秋雅忽地問道:“洛奇,還記得那件事嗎?”
洛奇愣了一下,反問道:“什麼事啊?”
史可脫一旁插話道:“洛奇,這就是你的不對了,秋雅跟你說的事,你居然忘記。如果是跟我說,我會牢記在心。”
秋雅白了他一眼,說道:“你記憶這麼好,怎麼不見你背出《陋室銘》啊?”
“這個......那個......”史可脫窘紅了臉,不知道怎麼回答。
洛奇和阿龍見狀,哈哈大笑起來。
“不許笑,不許笑,我背不出來,你們還以爲自己背得出來啊?”史可脫暗諷道,自己不行還理直氣壯地爲自己辯護。
“山不在高,有仙則名。

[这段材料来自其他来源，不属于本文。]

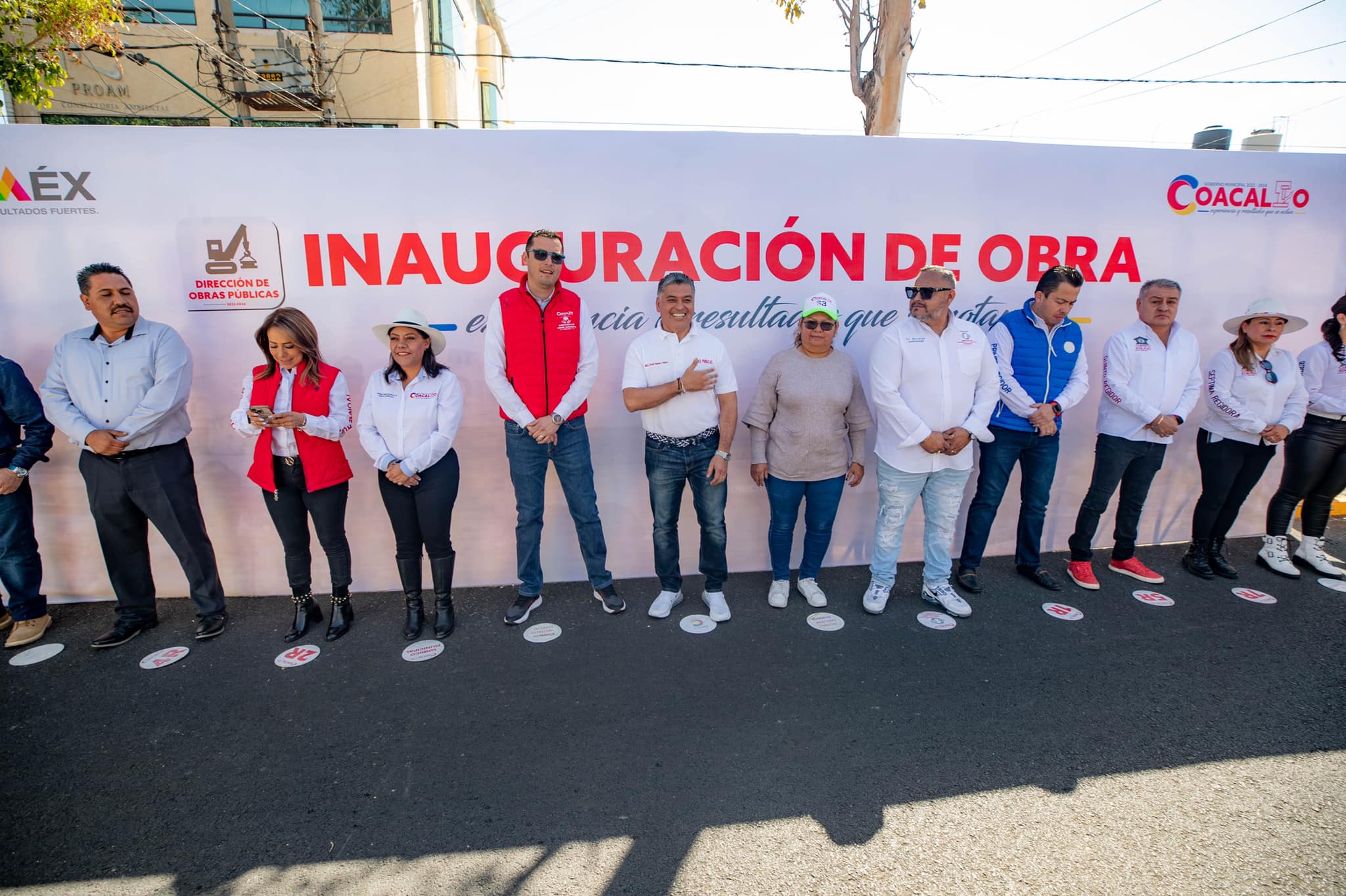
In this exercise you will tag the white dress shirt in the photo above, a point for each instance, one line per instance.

水不在深,有龍則靈......”阿龍抑揚頓挫地背誦起來,用鄙夷兼挑弄的小眼神看着史可脫。
“哈哈......”洛奇在一旁大笑,看三弟懟二弟。
史可脫這回臉色都綠了,心裡惱恨阿龍不懂做人和做事。這個時候,阿龍應該犧牲自己的形象成全史可脫,讓史可脫爲秋雅塑造高大上形象。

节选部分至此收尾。